A l’heure acutelle, les enjeux macroéconomiques, démographiques et climatiques bouleversent le système des infrastructures en Europe. Ce dernier est contraint d’accélérer sa modernisation pour s’adapter à trois mégatendances: la décarbonisation, la relocalisation des chaînes d’approvisionnement, la digitalisation croissante ainsi que le traitement des données.

Vers une hybridation  croissante des infrastructures 

Ces évolutions notables ont participé à l’émergence d’infrastructures plus décentralisées, digitalisées et basées sur les services. Cette hybridation redéfinit, selon nous, la nature et l’essence de certains projets d'infrastructures traditionnels, lesquels intègrent désormais des secteurs variés, tels que la mobilité, la technologie et l'énergie verte, et sont davantage pensés pour faire face à des problématiques multidimensionnelles, allant du changement climatique aux nouvelles habitudes des utilisateurs. 

Prenons l'exemple des infrastructures de mobilité, qui évoluent pour intégrer des systèmes de transport intelligents. Ces systèmes sophistiqués exploitent tous types de dispositifs connectés, des capteurs et des caméras pour des installations de recharge d'énergie verte – qui devraient être multipliées par 20 d'ici 2030 . Ils intègrent également des plateformes de «mobilité en tant que service».

Il s’agit ainsi de nous affranchir des modèles d’infrastructures obsolètes et de développer des sytèmes à la fois connectés et durables, qui nous semblent essentiels pour gérer efficacement les évolutions de la demande des consommateurs et pour atteindre les objectifs climatiques. 

Il est toutefois important de noter que ces nouvelles opportunités, plus particulièrement celles liées aux infrastructures connectées, portent en elles de nouvelles complexités, et par extension, de nouveaux risques. Les projets de type "greenfield" , bien qu'offrant un potentiel de rendement élevé grâce à une appréciation significative du capital, requièrent une expertise opérationnelle pointue et une capacité à mener des transformations concrètes.

L’évolution du paysage des infrastructures nécessite par ailleurs un financement conséquent. Les investissements publics ont néanmoins connu une contraction du fait de l'augmentation des contraintes budgétaires. Dans ce contexte, les capitaux privés sont plus que jamais nécessaires pour combler ce déficit et contribuer à financer la reconversion des infrastructures.

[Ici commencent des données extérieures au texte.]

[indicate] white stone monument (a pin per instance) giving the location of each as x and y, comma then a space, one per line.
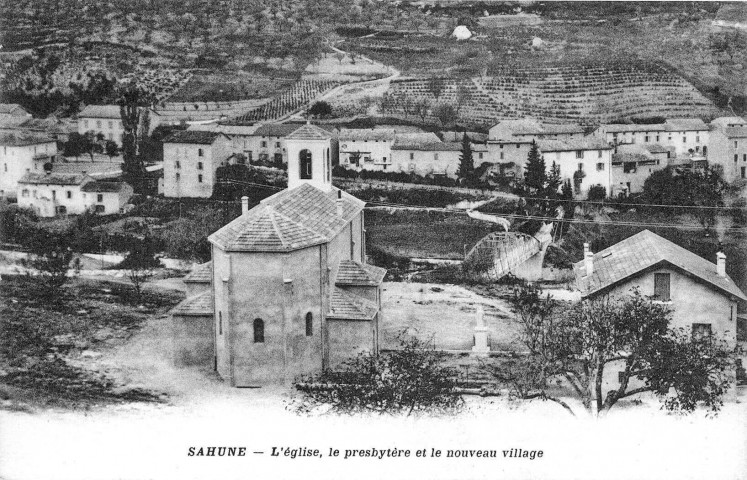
482, 347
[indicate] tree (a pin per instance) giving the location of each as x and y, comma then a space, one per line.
111, 149
466, 170
411, 379
445, 113
141, 262
422, 107
535, 172
320, 109
631, 336
132, 100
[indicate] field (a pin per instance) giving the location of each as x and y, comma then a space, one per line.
44, 342
424, 234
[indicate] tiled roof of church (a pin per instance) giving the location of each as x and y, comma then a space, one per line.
354, 273
199, 305
348, 306
289, 220
309, 132
200, 274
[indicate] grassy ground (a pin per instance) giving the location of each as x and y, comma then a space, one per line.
44, 338
424, 234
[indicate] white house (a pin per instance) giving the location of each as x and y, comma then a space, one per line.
190, 161
106, 119
729, 147
427, 158
107, 197
22, 152
509, 142
586, 161
51, 194
687, 135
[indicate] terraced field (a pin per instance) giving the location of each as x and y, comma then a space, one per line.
287, 102
587, 94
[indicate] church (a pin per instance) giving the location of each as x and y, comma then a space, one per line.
288, 292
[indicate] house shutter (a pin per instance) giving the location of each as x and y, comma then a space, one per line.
661, 286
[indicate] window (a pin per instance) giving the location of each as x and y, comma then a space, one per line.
701, 331
259, 330
304, 163
661, 286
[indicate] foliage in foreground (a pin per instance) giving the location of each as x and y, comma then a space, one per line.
410, 380
630, 335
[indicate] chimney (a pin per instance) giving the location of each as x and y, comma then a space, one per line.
588, 260
721, 264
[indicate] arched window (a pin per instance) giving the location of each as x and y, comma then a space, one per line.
304, 163
259, 331
309, 324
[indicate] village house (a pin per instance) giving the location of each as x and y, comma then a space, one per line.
107, 120
427, 158
509, 142
107, 196
632, 164
12, 113
729, 147
703, 299
190, 161
290, 292
22, 152
51, 194
585, 161
688, 136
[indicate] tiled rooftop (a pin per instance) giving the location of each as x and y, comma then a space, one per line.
200, 274
348, 306
193, 136
631, 256
309, 132
53, 178
358, 274
289, 220
199, 305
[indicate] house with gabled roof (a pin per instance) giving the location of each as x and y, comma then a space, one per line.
701, 295
290, 292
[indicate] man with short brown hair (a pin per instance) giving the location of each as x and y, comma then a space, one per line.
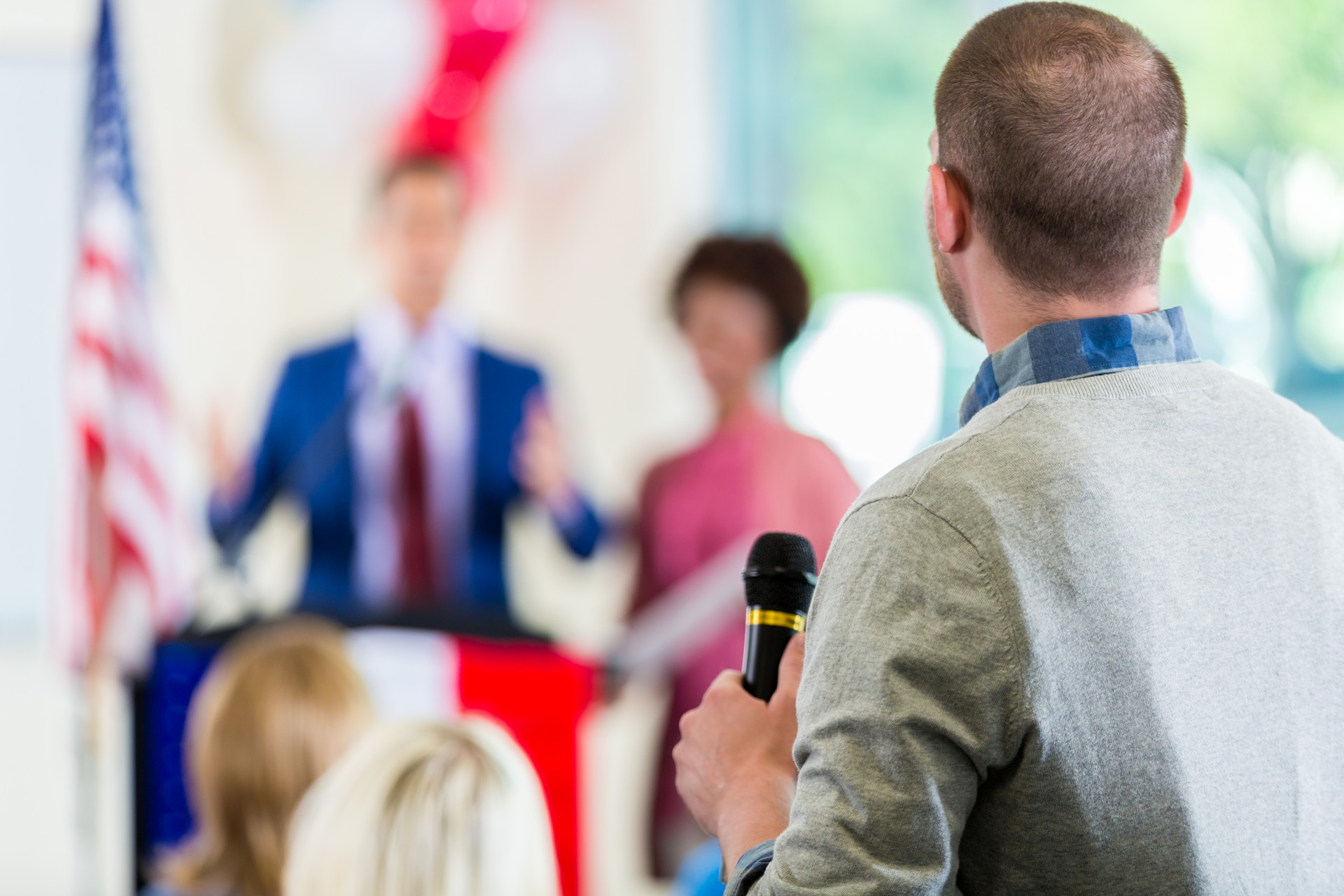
1094, 641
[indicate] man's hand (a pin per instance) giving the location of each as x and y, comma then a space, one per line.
734, 766
539, 460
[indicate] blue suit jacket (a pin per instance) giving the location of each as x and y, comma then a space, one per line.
305, 453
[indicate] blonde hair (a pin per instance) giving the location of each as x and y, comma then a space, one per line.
276, 710
425, 809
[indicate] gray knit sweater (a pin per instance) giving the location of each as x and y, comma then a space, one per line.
1092, 644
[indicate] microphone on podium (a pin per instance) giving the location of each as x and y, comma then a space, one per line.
780, 578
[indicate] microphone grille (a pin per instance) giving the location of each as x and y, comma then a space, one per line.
781, 573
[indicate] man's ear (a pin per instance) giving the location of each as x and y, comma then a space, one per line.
949, 210
1182, 204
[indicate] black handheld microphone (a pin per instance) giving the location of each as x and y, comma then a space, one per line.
780, 577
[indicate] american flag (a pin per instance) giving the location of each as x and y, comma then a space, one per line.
121, 567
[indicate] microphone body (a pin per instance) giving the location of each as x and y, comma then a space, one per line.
780, 578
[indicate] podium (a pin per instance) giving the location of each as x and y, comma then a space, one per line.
429, 665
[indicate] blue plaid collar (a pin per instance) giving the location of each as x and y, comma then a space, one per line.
1068, 349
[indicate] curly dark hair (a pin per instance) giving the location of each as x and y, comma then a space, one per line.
760, 264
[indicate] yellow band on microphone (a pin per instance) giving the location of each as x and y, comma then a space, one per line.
758, 617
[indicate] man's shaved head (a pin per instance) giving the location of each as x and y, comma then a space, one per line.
1068, 131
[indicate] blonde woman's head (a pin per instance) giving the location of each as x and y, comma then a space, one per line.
276, 710
425, 809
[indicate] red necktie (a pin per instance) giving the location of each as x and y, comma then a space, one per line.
417, 577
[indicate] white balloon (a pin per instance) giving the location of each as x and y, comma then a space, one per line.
342, 76
562, 85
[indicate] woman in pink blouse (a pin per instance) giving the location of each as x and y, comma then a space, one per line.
739, 302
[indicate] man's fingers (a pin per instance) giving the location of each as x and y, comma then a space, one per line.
790, 672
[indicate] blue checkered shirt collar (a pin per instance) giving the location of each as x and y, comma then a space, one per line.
1069, 349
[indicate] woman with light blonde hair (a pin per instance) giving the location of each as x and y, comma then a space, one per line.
276, 710
425, 809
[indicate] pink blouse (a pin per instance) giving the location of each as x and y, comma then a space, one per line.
753, 475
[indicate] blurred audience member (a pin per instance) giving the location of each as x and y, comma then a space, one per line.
277, 708
406, 442
739, 302
425, 809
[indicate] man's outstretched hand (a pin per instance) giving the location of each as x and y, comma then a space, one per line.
734, 766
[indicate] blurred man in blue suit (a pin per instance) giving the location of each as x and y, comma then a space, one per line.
406, 442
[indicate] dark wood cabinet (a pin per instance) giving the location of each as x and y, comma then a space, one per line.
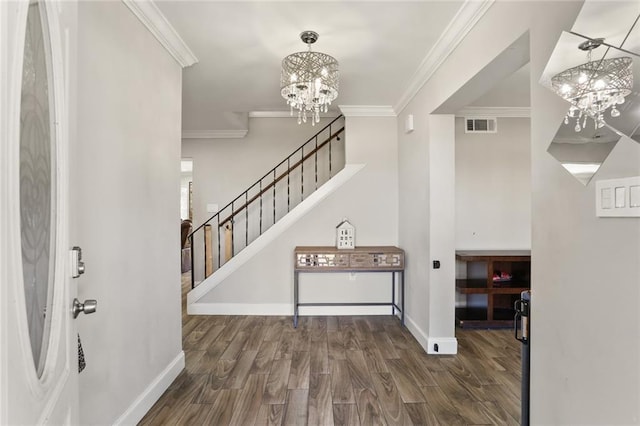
489, 283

Saisir les opportunités du marché mid-cap pour financer la transformation des infrastructures 

Le segment du mid-cap  est un terrain propice pour financer la transformation et la modernisation des infrastructures. Moins sujet à la rude concurrence des large-caps4, ce marché offre de belles perspectives grâce à des prix d'entrée attractifs, alliant qualité et accessibilité. Il regorge ainsi d’opportunités et se distingue notamment par son flux important de transactions de taille moyenne (moins d'un milliard d'euros). En 2022, elles représentaient 88% du volume total en Europe.

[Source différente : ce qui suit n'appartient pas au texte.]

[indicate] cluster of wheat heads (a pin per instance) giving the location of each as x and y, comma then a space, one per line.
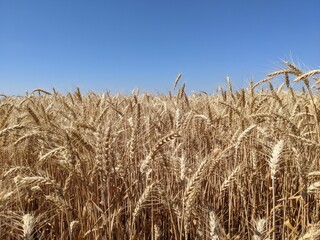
236, 165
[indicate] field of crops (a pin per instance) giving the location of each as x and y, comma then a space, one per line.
234, 165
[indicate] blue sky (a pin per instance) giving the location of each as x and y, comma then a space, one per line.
121, 45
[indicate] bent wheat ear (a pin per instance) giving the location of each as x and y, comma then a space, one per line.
275, 158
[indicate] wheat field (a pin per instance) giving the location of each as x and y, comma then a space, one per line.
232, 165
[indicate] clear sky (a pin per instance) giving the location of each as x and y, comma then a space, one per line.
120, 45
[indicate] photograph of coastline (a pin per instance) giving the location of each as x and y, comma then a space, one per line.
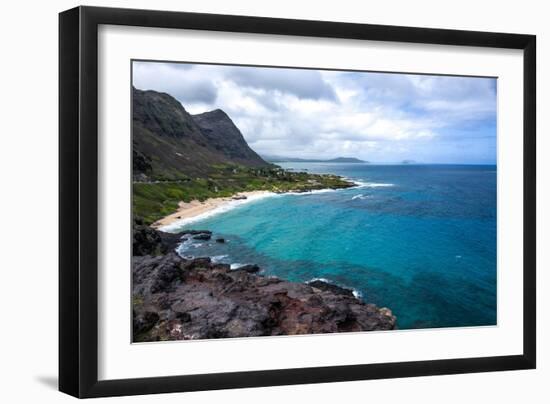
273, 201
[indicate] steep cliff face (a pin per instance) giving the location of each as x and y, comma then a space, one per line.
169, 143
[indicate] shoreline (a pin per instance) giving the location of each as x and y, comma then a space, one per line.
189, 212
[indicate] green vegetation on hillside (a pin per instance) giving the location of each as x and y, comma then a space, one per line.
156, 199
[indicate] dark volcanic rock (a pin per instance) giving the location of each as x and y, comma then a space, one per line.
338, 290
178, 299
202, 237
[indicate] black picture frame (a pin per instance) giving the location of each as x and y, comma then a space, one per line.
78, 201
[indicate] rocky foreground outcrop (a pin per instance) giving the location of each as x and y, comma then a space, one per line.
176, 299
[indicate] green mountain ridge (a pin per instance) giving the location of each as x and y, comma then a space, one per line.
171, 144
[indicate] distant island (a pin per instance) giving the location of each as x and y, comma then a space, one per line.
280, 159
181, 158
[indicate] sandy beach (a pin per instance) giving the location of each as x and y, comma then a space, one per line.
187, 210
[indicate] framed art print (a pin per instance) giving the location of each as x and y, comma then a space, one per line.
250, 201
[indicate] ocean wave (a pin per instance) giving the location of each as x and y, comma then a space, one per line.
225, 207
364, 184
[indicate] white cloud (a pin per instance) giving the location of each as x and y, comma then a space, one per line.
306, 113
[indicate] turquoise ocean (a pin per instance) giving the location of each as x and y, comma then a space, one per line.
419, 239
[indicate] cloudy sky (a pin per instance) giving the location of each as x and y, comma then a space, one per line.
379, 117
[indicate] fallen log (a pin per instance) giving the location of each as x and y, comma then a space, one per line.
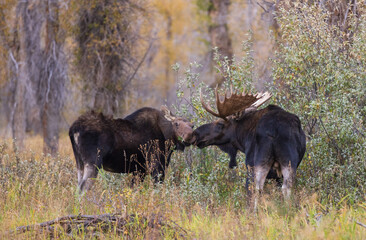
105, 223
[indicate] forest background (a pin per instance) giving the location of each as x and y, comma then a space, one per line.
61, 58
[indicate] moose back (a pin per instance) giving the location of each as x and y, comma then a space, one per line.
140, 143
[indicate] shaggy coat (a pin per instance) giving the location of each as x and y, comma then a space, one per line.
140, 143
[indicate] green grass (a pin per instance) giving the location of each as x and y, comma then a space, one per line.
207, 204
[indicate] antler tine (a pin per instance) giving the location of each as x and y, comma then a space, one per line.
236, 102
206, 107
263, 97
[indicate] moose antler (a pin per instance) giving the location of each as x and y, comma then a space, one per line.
235, 102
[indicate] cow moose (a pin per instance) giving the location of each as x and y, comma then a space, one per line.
271, 138
139, 143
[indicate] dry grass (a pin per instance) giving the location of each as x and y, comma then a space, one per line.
35, 188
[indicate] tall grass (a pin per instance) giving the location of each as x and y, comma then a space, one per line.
206, 200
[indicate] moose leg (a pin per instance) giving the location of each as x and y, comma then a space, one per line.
260, 174
90, 173
288, 180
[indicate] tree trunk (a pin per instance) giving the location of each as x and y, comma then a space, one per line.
53, 79
218, 31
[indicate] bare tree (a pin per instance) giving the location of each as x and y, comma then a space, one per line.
218, 30
107, 37
36, 70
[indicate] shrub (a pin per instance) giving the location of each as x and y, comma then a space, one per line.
319, 74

Au cours des cinq dernières années, les multiples d'entrée, particulièrement intéressants sur le marché intermédiaire, ont été d'autant plus avantageux dans les sous-secteurs des transports, de l'énergie et des infrastructures sociales.

Il est également crucial de souligner que les projets de taille moyenne répondent directement  aux attentes des consommateurs et constituent le cœur même de la croissance économique et de la transition énergétique. 

Nous privilégions par ailleurs le marché des infrastructures européen qui est à la fois dynamique, vaste et diversifié, et  qui, historiquement, a généré de meilleurs rendements ajustés au risque que celui des infrastructures non cotées en Asie-Pacifique ou en Amérique.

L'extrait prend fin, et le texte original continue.